«Le accuse che coinvolgono il Parlamento europeo», dichiara Roberta Metsola, «sono un colpo alla democrazia e a tutto ciò su cui abbiamo lavorato per molti anni. Ci vogliono anni per costruire la fiducia, ma solo un momento per abbatterla». La presidente dell’Europarlamento rappresenta in questi terribili giorni l’ala oltranzista, alla quale, mentre cresce lo sgomento per il Qatergate scoperchiato, spetta il compito più duro e deciso: «Non ci sarà impunità, non ci sarà da nascondere sotto il tappeto, non ci sarà da fare come al solito…».
Una scelta decisa che si muove tra due poli: la «giustizia retributiva», assai sentita e condivisa, come può esserlo ogni reazione di un corpo sano rispetto a una cancrena, con l'intento che la pena-punizione per il crimine appaia proporzionata al reato-crimine commesso; e una «giustizia riparativa», dove invece si considera maggiormente l'obbligo, per l'autore del reato, di accedere a una rieducazione e di rimediare alle conseguenze lesive della sua condotta.
Non crediamo però che i sentimenti e le riflessioni dell’opinione pubblica possano soffermarsi su tali questioni, che toccano la natura stessa e gli strumenti della giustizia. Di sicuro spetta ai corpi sani delle istituzioni reagire con prontezza e fermezza per una vicenda che dischiude scenari in apparenza poco verosimili, in realtà più articolati e ricchi di particolari di quanto ci immaginavamo, man mano che avanzano le indagini. Di sicuro, poi, conviene chiederci, imbracciando il buon senso di ogni cittadino, se esistono percorsi e metodi e riforme per sconfiggere un antico male, la corruzione, che non risparmia cultura o paese. Il nostro, per esempio, è in buona compagnia di altre nazioni della più solida tradizione democratica.

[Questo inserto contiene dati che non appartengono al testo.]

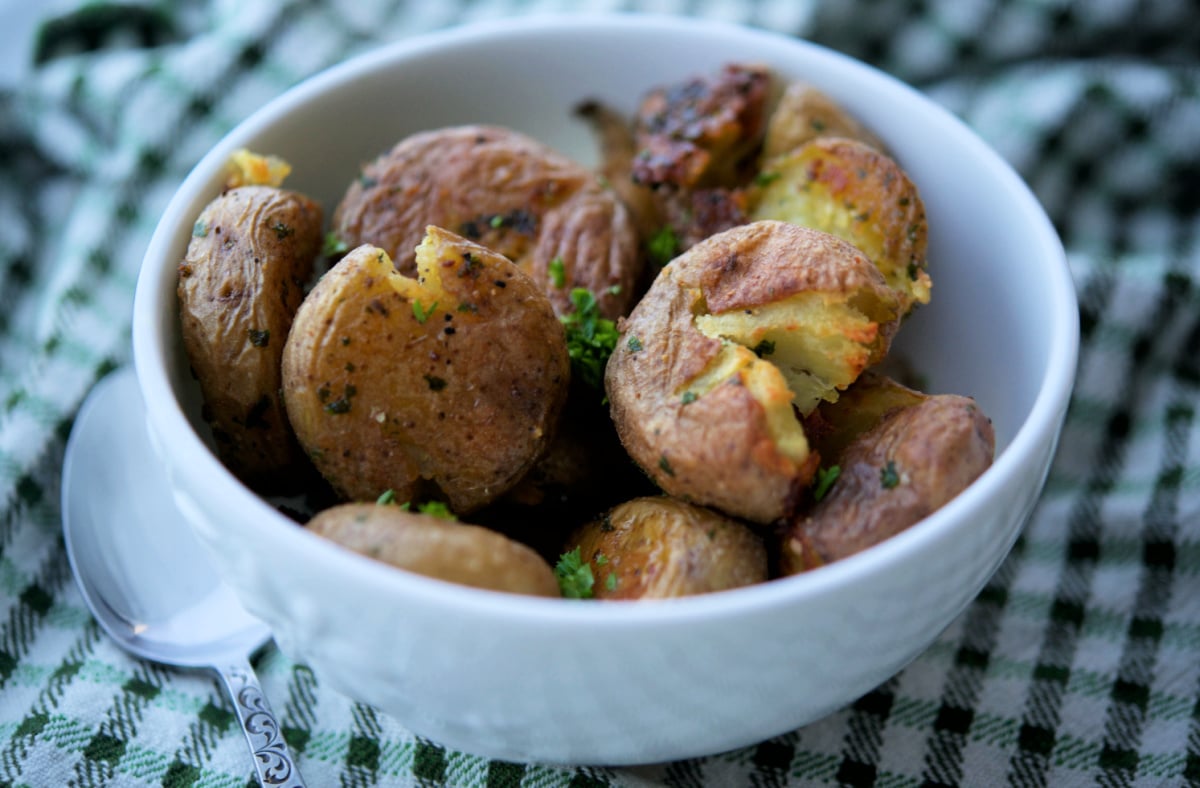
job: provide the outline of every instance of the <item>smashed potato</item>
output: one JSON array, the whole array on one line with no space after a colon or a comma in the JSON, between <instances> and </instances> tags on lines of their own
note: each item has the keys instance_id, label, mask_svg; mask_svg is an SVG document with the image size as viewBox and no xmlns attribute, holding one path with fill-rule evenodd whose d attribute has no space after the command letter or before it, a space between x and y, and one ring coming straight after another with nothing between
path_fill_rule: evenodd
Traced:
<instances>
[{"instance_id":1,"label":"smashed potato","mask_svg":"<svg viewBox=\"0 0 1200 788\"><path fill-rule=\"evenodd\" d=\"M347 503L319 512L308 530L398 569L491 591L559 596L536 552L488 528L395 505Z\"/></svg>"},{"instance_id":2,"label":"smashed potato","mask_svg":"<svg viewBox=\"0 0 1200 788\"><path fill-rule=\"evenodd\" d=\"M430 227L418 277L360 246L305 299L283 357L287 413L344 497L444 498L458 514L541 456L570 381L563 329L503 256Z\"/></svg>"},{"instance_id":3,"label":"smashed potato","mask_svg":"<svg viewBox=\"0 0 1200 788\"><path fill-rule=\"evenodd\" d=\"M771 159L763 173L752 219L836 235L879 268L905 312L929 302L925 204L893 159L855 140L823 137Z\"/></svg>"},{"instance_id":4,"label":"smashed potato","mask_svg":"<svg viewBox=\"0 0 1200 788\"><path fill-rule=\"evenodd\" d=\"M991 422L968 397L932 395L889 411L831 458L837 480L789 524L781 571L823 566L900 533L966 489L994 452Z\"/></svg>"},{"instance_id":5,"label":"smashed potato","mask_svg":"<svg viewBox=\"0 0 1200 788\"><path fill-rule=\"evenodd\" d=\"M673 498L613 507L567 542L578 548L596 599L665 599L761 583L767 551L745 524Z\"/></svg>"},{"instance_id":6,"label":"smashed potato","mask_svg":"<svg viewBox=\"0 0 1200 788\"><path fill-rule=\"evenodd\" d=\"M641 276L633 221L595 173L523 134L460 126L414 134L363 168L334 213L349 247L386 251L401 273L426 225L513 260L559 314L581 287L615 318Z\"/></svg>"},{"instance_id":7,"label":"smashed potato","mask_svg":"<svg viewBox=\"0 0 1200 788\"><path fill-rule=\"evenodd\" d=\"M756 222L663 269L605 377L626 451L670 495L756 522L785 516L816 470L793 411L836 399L886 354L895 293L826 233Z\"/></svg>"},{"instance_id":8,"label":"smashed potato","mask_svg":"<svg viewBox=\"0 0 1200 788\"><path fill-rule=\"evenodd\" d=\"M260 489L299 481L304 457L279 396L280 358L320 249L320 205L243 186L204 208L179 264L183 345L217 454Z\"/></svg>"},{"instance_id":9,"label":"smashed potato","mask_svg":"<svg viewBox=\"0 0 1200 788\"><path fill-rule=\"evenodd\" d=\"M883 143L842 109L836 101L807 82L791 82L767 120L760 159L791 153L818 137L847 137L882 151Z\"/></svg>"}]
</instances>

Facciamo due verifiche, una di ordine storico, l’altra più di indagine sociologica.
Con la prima ripercorriamo a ritroso la nostra storia per capire come le vicende pubbliche e private siano state infangate e corrose da grandi scandali legati al fenomeno corruttivo, uno per tutti, e il più eclatante, la stagione di Mani pulite.
Con la seconda proviamo a misurare la corruzione a scala mondiale, scorrendo la classifica del cosiddetto CPI, Indice di percezione della corruzione nel settore pubblico e nella politica. Dal CPI, assegnando punti che vanno da 0, per i Paesi più corrotti, a 100 per quelli meno corrotti, si può capire quali siano i campioni del fenomeno corruttivo. La media, aggiornata al 2022, staziona da un decennio intorno ai 42-43 su 100. Ma… udite udite, l’Italia è il fanalino di coda dell’Europa occidentale, pur avendo di recente guadagnato 3 punti: siamo al 42esimo posto nella classifica mondiale con 56 punti.

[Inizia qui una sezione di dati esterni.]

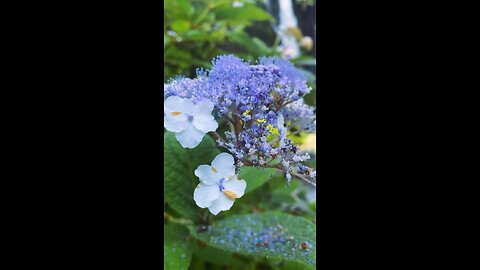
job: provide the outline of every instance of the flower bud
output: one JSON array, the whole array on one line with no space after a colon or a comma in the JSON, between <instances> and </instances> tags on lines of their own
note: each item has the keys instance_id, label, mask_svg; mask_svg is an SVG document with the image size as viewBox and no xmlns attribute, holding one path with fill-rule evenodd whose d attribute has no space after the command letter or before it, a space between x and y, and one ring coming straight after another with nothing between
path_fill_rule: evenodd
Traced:
<instances>
[{"instance_id":1,"label":"flower bud","mask_svg":"<svg viewBox=\"0 0 480 270\"><path fill-rule=\"evenodd\" d=\"M307 51L310 51L313 48L313 40L311 37L303 37L300 41L300 47L304 48Z\"/></svg>"}]
</instances>

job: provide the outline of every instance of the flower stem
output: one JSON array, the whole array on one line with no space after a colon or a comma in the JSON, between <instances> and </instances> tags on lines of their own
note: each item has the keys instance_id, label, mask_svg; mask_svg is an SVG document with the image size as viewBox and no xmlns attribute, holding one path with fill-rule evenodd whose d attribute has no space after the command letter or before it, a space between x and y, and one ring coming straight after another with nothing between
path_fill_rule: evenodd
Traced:
<instances>
[{"instance_id":1,"label":"flower stem","mask_svg":"<svg viewBox=\"0 0 480 270\"><path fill-rule=\"evenodd\" d=\"M220 139L220 140L223 141L223 138L220 137L220 135L216 131L210 131L210 132L208 132L208 135L212 136L215 139Z\"/></svg>"},{"instance_id":2,"label":"flower stem","mask_svg":"<svg viewBox=\"0 0 480 270\"><path fill-rule=\"evenodd\" d=\"M314 187L317 187L317 183L309 180L309 179L306 178L305 176L303 176L303 175L301 175L301 174L298 174L298 173L294 173L294 172L292 172L291 174L292 174L293 176L297 177L298 179L304 181L305 183L308 183L308 184L310 184L310 185L312 185L312 186L314 186Z\"/></svg>"},{"instance_id":3,"label":"flower stem","mask_svg":"<svg viewBox=\"0 0 480 270\"><path fill-rule=\"evenodd\" d=\"M244 164L245 166L250 166L250 167L253 166L252 162L249 161L249 160L245 160L245 161L243 162L243 164ZM280 164L280 163L275 164L275 165L266 165L265 167L266 167L266 168L275 168L275 169L278 169L278 170L287 172L287 170L286 170L286 169L282 166L282 164ZM301 174L298 174L298 173L295 173L295 172L290 172L290 174L293 175L293 176L295 176L295 177L298 178L299 180L307 183L307 184L310 184L310 185L312 185L312 186L314 186L314 187L317 187L317 183L313 182L312 180L306 178L305 176L303 176L303 175L301 175Z\"/></svg>"},{"instance_id":4,"label":"flower stem","mask_svg":"<svg viewBox=\"0 0 480 270\"><path fill-rule=\"evenodd\" d=\"M192 225L193 224L193 221L191 221L190 219L175 218L165 211L163 211L163 218L165 220L168 220L168 221L172 222L172 223L177 223L177 224L181 224L181 225Z\"/></svg>"},{"instance_id":5,"label":"flower stem","mask_svg":"<svg viewBox=\"0 0 480 270\"><path fill-rule=\"evenodd\" d=\"M242 131L242 124L240 122L240 117L236 114L233 114L233 128L235 130L235 137L238 138L238 134Z\"/></svg>"}]
</instances>

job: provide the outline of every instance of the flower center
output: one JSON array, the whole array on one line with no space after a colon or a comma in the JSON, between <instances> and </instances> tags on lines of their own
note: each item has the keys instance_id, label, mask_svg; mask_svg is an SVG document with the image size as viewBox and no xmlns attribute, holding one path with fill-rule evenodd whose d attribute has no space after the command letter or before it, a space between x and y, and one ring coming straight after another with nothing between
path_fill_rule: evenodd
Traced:
<instances>
[{"instance_id":1,"label":"flower center","mask_svg":"<svg viewBox=\"0 0 480 270\"><path fill-rule=\"evenodd\" d=\"M193 115L187 114L187 119L188 119L188 121L192 122L193 121Z\"/></svg>"},{"instance_id":2,"label":"flower center","mask_svg":"<svg viewBox=\"0 0 480 270\"><path fill-rule=\"evenodd\" d=\"M225 190L225 187L223 186L223 182L225 181L225 178L220 179L220 184L218 184L218 189L220 189L220 192Z\"/></svg>"},{"instance_id":3,"label":"flower center","mask_svg":"<svg viewBox=\"0 0 480 270\"><path fill-rule=\"evenodd\" d=\"M218 189L220 190L220 192L223 191L223 193L225 194L225 196L227 196L227 198L233 200L233 199L237 199L238 198L238 195L233 192L233 191L230 191L230 190L226 190L225 187L223 186L223 182L225 182L225 178L221 178L220 179L220 183L218 184Z\"/></svg>"},{"instance_id":4,"label":"flower center","mask_svg":"<svg viewBox=\"0 0 480 270\"><path fill-rule=\"evenodd\" d=\"M182 113L181 112L171 112L170 113L172 116L179 116L181 115Z\"/></svg>"}]
</instances>

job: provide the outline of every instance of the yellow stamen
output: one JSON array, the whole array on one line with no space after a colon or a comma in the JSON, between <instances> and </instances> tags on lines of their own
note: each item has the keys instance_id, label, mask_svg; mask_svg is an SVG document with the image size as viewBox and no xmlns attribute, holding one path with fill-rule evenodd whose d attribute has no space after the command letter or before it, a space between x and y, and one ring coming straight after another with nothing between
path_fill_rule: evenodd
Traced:
<instances>
[{"instance_id":1,"label":"yellow stamen","mask_svg":"<svg viewBox=\"0 0 480 270\"><path fill-rule=\"evenodd\" d=\"M272 125L267 126L268 131L270 131L271 134L280 136L280 133L278 132L278 128L274 128Z\"/></svg>"},{"instance_id":2,"label":"yellow stamen","mask_svg":"<svg viewBox=\"0 0 480 270\"><path fill-rule=\"evenodd\" d=\"M227 196L229 199L237 199L238 198L238 195L233 192L233 191L230 191L230 190L224 190L223 193L225 193L225 196Z\"/></svg>"},{"instance_id":3,"label":"yellow stamen","mask_svg":"<svg viewBox=\"0 0 480 270\"><path fill-rule=\"evenodd\" d=\"M182 113L181 113L181 112L171 112L170 114L171 114L172 116L178 116L178 115L180 115L180 114L182 114Z\"/></svg>"},{"instance_id":4,"label":"yellow stamen","mask_svg":"<svg viewBox=\"0 0 480 270\"><path fill-rule=\"evenodd\" d=\"M217 169L215 169L215 167L212 166L211 169L212 169L212 172L217 173Z\"/></svg>"}]
</instances>

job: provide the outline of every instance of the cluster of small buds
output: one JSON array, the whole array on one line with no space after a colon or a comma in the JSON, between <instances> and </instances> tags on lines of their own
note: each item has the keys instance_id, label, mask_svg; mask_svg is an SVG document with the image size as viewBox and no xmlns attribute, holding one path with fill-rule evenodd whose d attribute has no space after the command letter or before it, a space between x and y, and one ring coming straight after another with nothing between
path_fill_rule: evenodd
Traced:
<instances>
[{"instance_id":1,"label":"cluster of small buds","mask_svg":"<svg viewBox=\"0 0 480 270\"><path fill-rule=\"evenodd\" d=\"M179 96L182 98L190 98L192 94L191 89L196 84L197 84L196 80L178 76L175 79L170 80L169 83L164 84L165 98L169 96Z\"/></svg>"},{"instance_id":2,"label":"cluster of small buds","mask_svg":"<svg viewBox=\"0 0 480 270\"><path fill-rule=\"evenodd\" d=\"M291 128L315 130L314 108L303 102L311 90L306 74L287 60L272 57L250 65L226 55L212 64L210 70L198 69L195 79L170 81L165 97L212 101L218 117L232 127L217 143L232 154L237 167L275 167L285 171L288 181L300 175L314 182L316 174L302 164L310 157L301 156L287 138Z\"/></svg>"},{"instance_id":3,"label":"cluster of small buds","mask_svg":"<svg viewBox=\"0 0 480 270\"><path fill-rule=\"evenodd\" d=\"M281 113L297 130L310 132L316 130L315 109L306 105L302 99L288 104Z\"/></svg>"}]
</instances>

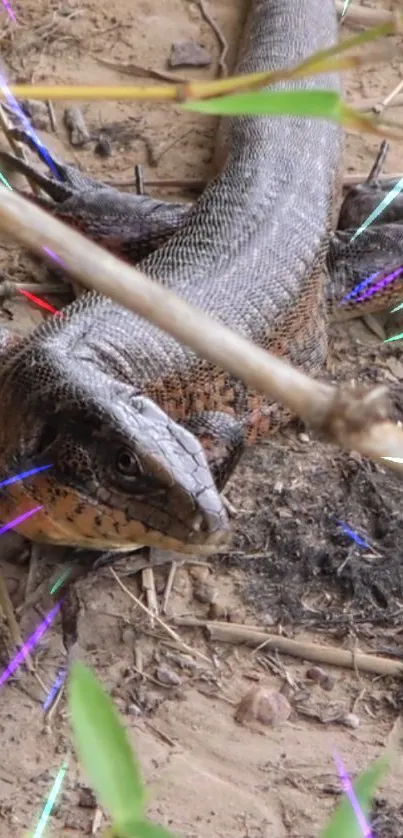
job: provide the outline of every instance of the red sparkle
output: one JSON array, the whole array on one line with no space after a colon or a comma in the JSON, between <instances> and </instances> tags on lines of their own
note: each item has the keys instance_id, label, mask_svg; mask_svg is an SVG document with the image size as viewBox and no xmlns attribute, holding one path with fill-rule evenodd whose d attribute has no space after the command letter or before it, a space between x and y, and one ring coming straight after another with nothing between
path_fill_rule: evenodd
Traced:
<instances>
[{"instance_id":1,"label":"red sparkle","mask_svg":"<svg viewBox=\"0 0 403 838\"><path fill-rule=\"evenodd\" d=\"M50 303L47 303L45 300L41 300L40 297L36 297L35 294L31 294L29 291L24 291L23 288L19 288L18 290L20 294L23 294L24 297L28 298L28 300L32 300L33 303L36 303L36 305L41 306L42 308L45 308L46 311L50 311L52 314L60 314L59 309L55 308L54 306L51 306Z\"/></svg>"}]
</instances>

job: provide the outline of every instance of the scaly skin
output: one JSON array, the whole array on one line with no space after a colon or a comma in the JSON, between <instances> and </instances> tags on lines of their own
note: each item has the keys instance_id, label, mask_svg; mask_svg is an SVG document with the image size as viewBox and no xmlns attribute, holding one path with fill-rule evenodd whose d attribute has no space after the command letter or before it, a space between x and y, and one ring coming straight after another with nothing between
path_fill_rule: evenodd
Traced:
<instances>
[{"instance_id":1,"label":"scaly skin","mask_svg":"<svg viewBox=\"0 0 403 838\"><path fill-rule=\"evenodd\" d=\"M334 0L252 0L237 71L291 66L336 35ZM281 87L337 89L338 79ZM223 172L141 268L262 346L320 369L339 151L339 129L324 120L233 120ZM90 197L102 221L110 194L95 189ZM1 517L42 503L43 512L18 528L32 539L211 551L227 522L203 447L219 489L244 441L284 418L142 318L84 294L6 353L2 471L53 467L5 487Z\"/></svg>"}]
</instances>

Mettendo da parte falsi moralismi, dobbiamo quindi prendere atto che quello di corrompere (e di farsi corrompere) è… l’altro più antico mestiere del mondo, così come che gli sforzi di ordine strutturale-normativo ma anche comportamentale probabilmente sono destinati a fallire. Pur senza voler, con questo, sbarrare la strada alla giustizia.
Allora, più che di una giustizia retributiva e/o riparativa, abbiamo bisogno di una giustizia… rifondativa, cioè di una rivoluzione del sistema di formazione che restituisca agli individui, alle cose e ai principi il loro valore reale, per distinguere il legale dall’illegale, il lecito dall’illecito, per definire il senso di una norma ma anche del merito e della dignità della persona.
Pensiamo che bisogna voltar pagina rispetto alla società dell’indifferenza, dove neanche l’indignazione riesce più a far leva su una tragica storia che né il 68 né Tangentopoli né la lunga catena di misteri sono riusciti a cambiare.
Pensiamo che bisogna scuotere le coscienze, a partire da quelle dei giovani, nelle case, nelle scuole, nei luoghi dove si struttura l’educazione come emulazione degli uomini onesti e viaggio nel firmamento dei principi.